King David With the Wise Woman of Tekoa: The Resonance of Tradition in Parabolic Narrative
in Library of Hebrew Bible/Old Testament Studies
Pages
217
Publisher
Zondervan
Published
1/1/1997
ISBN-13
9781850758266
Reviews
King David with the Wise Woman of Tekoa: The Resonance of Tradition in Parabolic Narrative JSOTSup 255 Sheffield: Sheffield Academic Press, 1997. Pp. 211, Hardcover, $66.00/£40.00, ISBN 1850758263. Sara Mandell The University of South Florida Tampa, FL 33620-5550 This compact, well-composed, and well-presented work is an "intertextual" study of the parable found in 2 Sam 14:1-20. It contains acknowledgments, a list of abbreviations, an introduction, three chapters, a conclusion, a bibliography, and indices of references and authors. Lyke's thesis is that "The Wise Woman of Tekoa" mashal in 2 Sam 14:1-20 is not unique but paradigmatic.
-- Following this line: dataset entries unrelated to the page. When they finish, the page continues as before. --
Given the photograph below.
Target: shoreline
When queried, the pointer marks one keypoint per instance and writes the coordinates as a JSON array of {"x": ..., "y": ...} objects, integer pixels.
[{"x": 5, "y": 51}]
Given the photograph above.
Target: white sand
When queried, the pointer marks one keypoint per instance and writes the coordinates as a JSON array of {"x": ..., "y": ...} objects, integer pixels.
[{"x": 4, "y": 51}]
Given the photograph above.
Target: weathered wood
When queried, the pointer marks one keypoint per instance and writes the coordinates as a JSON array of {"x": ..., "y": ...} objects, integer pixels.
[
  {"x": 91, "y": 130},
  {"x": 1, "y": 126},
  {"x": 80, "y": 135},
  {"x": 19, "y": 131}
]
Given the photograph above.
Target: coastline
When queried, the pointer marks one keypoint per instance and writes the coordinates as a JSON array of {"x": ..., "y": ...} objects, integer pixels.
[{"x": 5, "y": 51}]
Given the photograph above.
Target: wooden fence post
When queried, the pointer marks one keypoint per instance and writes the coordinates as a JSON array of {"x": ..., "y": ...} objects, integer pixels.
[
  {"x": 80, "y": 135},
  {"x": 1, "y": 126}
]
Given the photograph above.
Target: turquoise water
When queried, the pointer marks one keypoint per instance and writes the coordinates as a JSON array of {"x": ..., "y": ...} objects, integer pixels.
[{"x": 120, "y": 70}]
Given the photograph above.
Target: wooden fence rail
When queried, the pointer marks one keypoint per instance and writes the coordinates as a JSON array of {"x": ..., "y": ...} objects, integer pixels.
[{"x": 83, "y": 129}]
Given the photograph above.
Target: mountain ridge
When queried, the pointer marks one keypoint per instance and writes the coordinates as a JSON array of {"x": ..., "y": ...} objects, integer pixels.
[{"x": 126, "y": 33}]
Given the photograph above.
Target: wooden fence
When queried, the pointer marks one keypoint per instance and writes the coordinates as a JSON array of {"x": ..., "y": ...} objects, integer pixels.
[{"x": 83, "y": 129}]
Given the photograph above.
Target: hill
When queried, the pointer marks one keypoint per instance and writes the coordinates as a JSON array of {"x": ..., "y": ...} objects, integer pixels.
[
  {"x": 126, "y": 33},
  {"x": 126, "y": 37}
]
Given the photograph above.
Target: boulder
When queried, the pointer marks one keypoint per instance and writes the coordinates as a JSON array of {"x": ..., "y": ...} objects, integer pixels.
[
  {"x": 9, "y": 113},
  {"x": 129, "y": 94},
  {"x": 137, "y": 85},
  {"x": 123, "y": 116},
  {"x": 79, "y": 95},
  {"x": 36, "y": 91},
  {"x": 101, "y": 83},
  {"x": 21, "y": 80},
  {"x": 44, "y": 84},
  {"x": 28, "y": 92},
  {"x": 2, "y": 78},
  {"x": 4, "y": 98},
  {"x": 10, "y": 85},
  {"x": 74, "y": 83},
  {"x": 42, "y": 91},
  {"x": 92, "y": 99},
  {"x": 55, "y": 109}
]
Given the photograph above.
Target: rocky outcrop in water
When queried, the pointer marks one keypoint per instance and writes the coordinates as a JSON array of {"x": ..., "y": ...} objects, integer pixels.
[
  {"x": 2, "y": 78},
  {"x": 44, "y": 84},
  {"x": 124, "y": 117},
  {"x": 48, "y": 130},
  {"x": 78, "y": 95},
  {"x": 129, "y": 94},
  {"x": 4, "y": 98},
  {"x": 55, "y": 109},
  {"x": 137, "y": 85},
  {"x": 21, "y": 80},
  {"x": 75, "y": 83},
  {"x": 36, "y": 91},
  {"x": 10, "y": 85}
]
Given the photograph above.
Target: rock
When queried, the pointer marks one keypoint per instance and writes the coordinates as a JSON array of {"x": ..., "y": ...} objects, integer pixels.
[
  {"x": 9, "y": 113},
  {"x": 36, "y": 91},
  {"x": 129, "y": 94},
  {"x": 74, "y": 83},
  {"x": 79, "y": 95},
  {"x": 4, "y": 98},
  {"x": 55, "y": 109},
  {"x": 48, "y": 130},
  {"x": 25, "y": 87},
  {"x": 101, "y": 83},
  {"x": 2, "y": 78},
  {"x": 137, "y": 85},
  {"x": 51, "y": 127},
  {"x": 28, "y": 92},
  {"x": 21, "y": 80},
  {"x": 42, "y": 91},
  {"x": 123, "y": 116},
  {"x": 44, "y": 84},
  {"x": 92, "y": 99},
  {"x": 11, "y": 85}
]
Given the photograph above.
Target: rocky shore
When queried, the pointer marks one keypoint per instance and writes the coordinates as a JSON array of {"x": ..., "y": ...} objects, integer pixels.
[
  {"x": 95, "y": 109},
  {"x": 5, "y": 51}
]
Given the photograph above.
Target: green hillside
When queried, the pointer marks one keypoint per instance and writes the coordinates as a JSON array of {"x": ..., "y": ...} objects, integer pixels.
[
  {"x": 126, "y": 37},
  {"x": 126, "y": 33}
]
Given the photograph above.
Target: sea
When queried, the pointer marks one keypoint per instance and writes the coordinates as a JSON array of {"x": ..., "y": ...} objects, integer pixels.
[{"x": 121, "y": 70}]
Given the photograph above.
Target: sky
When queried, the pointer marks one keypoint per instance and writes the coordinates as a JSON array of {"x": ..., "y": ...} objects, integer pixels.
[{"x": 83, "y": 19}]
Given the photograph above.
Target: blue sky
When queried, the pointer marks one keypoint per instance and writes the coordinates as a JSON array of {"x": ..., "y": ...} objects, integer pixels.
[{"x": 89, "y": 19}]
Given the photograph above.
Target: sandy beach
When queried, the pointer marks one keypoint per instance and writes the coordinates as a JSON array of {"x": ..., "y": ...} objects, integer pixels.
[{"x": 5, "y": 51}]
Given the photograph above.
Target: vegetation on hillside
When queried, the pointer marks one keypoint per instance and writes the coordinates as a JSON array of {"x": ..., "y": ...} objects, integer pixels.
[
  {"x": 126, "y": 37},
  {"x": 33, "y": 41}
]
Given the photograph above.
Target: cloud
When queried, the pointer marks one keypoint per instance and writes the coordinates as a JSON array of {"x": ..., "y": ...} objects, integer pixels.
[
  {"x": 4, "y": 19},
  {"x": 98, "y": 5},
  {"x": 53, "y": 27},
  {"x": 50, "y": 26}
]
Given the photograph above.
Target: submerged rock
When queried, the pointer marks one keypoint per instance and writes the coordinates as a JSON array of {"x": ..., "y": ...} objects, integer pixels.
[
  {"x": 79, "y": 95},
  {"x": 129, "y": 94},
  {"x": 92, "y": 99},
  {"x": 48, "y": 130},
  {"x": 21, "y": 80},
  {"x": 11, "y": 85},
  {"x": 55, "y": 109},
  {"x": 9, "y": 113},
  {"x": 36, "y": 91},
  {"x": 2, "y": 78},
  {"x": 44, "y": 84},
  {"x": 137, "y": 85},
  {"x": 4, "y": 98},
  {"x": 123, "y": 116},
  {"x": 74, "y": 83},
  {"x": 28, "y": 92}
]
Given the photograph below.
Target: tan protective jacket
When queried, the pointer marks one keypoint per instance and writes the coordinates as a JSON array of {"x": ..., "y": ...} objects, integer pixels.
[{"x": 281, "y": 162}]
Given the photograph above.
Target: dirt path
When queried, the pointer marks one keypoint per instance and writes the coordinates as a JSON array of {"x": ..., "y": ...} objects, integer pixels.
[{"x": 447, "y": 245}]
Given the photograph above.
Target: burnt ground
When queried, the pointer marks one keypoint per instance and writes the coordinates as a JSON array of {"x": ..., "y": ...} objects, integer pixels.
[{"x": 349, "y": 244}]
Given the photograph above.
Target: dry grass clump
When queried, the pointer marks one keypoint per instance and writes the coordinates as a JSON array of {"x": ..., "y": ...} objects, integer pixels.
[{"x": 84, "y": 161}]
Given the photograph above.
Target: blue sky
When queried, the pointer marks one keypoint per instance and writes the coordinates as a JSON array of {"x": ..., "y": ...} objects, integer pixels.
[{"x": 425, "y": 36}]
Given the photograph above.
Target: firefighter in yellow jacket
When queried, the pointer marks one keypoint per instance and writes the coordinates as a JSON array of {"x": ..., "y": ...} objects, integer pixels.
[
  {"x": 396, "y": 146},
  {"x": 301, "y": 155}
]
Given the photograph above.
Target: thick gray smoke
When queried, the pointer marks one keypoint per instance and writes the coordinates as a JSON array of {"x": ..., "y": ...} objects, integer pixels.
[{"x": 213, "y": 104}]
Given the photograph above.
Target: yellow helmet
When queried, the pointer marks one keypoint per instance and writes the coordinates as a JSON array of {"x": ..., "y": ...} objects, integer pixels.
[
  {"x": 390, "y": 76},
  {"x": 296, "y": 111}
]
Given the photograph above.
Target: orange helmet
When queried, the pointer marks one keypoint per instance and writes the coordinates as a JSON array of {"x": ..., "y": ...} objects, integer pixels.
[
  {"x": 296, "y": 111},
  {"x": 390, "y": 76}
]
Using intertextual analysis, which demands that the work in its "final form" be treated as a literary entity, he compares this mashal with other meshalim and/or parallel themes and topoi in the Hebrew Scriptures. No matter what meshalim he draws on or whence, Lyke's concern is always with David's sons and their sibling rivalry as it relates to David himself. Lyke's method predicates his belief that the parallels he has found issued from the same source or had been influenced by one another. This makes it possible to distinguish between the intertextuality that emanates from "simple common origins in the literary conventions of ancient Israel," and that in which the traditions show something more than what can be presupposed on that basis (pp. 18-19). The "complex accumulation of overlapping biblical topoi," each of which must be interpreted within various contexts (p. 12), indicates that the mashal with its embedded narrative emanates from a community rather than an author. In the "Introduction," Lyke accepts the existence of an ambiguity resultant from "the multiple voices that comprise the mashal" (p. 20). The real correspondence between "The Wise Woman of Tekoa" mashal and the Davidic biography and Court Narrative lies in David's understanding of its relevance to himself and Absalom. Because polyvalence gives the mashal meaning for the personae of the narrative as well as for the reader, the narrator generally expects his audience and David to be equally competent in its decipherment (p. 19).